“Living with Yourself” is a funny, yet at times heavy TV series
October 29, 2019
“Living with Yourself” is a Netflix produced comedy-drama that explores the concept of revitalizing a dead-end life once again. However, this time there is a twist. The show was created by Timothy Greenberg and stars Paul Rudd as the lead characters. It released its entire eight episode first season on Netflix on Oct. 28.
Miles Elliot is leading a dead-end life. Where once he was great at his marketing job, he is now mediocre, his marriage with his wife Kate (Aisling Bea) is heavily strained and each day is as seemingly awful as the last. Everything takes a turn for the better though when his co-worker Dan (Desmin Borges) tells him of a spa that changed Dan’s own life. Desperate for results, Miles spends the requisite $50,000 for treatment and is put to sleep for his treatment. Upon waking, Miles finds everything instantly better. The sky is beautiful, the air feels amazing and life is worth living. His new charisma allows him to become better at his job and he begins to mend things with his wife. But when a copy of Miles who acts just as upset with life as before claws his way out of a shallow grave and returns home, Miles and Miles will need to find out what exactly happened at the spa and how they could possibly share a single life.
Paul Rudd’s acting talent is on full display in this darkly hilarious new Netflix show. He is perfectly capable of playing both the charismatic version of Miles and the angry and bitter version of Miles. The comedy is not as overt as other comedies on Netflix, however when the show does start dropping its jokes, they are hilarious.
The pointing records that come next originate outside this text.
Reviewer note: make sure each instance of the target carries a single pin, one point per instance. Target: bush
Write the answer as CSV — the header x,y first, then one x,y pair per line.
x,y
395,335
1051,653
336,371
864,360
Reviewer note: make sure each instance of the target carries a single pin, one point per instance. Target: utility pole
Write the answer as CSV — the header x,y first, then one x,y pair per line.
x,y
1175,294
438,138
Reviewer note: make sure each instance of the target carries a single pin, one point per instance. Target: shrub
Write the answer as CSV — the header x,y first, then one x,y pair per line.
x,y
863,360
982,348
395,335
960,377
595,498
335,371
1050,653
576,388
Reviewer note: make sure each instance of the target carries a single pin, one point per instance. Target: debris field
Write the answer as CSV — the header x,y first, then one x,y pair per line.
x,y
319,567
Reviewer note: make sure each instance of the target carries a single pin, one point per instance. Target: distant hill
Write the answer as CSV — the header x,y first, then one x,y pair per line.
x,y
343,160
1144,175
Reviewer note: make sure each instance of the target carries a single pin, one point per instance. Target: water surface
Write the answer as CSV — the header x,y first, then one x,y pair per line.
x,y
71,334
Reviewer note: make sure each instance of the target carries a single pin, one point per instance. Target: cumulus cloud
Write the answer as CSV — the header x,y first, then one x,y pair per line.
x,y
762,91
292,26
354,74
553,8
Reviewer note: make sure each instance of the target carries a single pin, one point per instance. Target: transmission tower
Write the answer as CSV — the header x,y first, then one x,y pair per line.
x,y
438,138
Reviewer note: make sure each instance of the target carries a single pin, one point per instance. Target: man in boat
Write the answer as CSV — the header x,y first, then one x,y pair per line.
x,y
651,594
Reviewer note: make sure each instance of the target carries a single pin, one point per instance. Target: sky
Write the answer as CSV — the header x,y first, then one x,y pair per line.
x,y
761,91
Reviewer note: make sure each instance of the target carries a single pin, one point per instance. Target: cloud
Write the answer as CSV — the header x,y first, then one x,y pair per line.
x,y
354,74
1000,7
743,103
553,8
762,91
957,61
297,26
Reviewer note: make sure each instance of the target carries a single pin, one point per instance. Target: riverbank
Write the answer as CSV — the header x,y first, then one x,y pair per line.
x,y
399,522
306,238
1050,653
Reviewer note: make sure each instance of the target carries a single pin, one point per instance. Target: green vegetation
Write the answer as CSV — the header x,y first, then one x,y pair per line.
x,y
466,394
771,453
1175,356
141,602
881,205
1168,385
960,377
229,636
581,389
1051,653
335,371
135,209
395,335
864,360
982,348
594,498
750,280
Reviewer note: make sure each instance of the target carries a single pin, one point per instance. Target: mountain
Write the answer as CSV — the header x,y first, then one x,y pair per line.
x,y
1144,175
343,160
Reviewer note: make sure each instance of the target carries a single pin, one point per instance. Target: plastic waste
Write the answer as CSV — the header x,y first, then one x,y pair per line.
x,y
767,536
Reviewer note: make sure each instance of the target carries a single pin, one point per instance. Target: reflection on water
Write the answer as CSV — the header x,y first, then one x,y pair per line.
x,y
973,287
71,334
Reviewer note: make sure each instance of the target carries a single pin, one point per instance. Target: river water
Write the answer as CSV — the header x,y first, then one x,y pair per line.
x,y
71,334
The conflict between the two versions of Miles is tense and funny at the same time, as one Miles acts like Miles before the spa and the other is one that is better than him in every way.
The show is not without its faults though. One of the bigger problems it has is pacing. Almost half of the episodes end on cliffhangers that don’t pay off for another two episodes. The structure of the show has it so that the episodes alternated between the perspectives of the two versions of Miles. Sometimes the episode will end at the exact point the previous episode ended, sometimes it will show a little bit more to advance the plot. However, because of this retreading of story threads, the plot can at times feel sluggish. This is somewhat offset by the runtime being approximately a half hour per episode. This allows those who do not have the time to binge or watch hour length shows on Netflix the time to watch it during their day.
“Living with Yourself” is certainly a fun story with its share of flaws, but overall it is a solid show that uses the acting prowess of Paul Rudd to its fullest potential.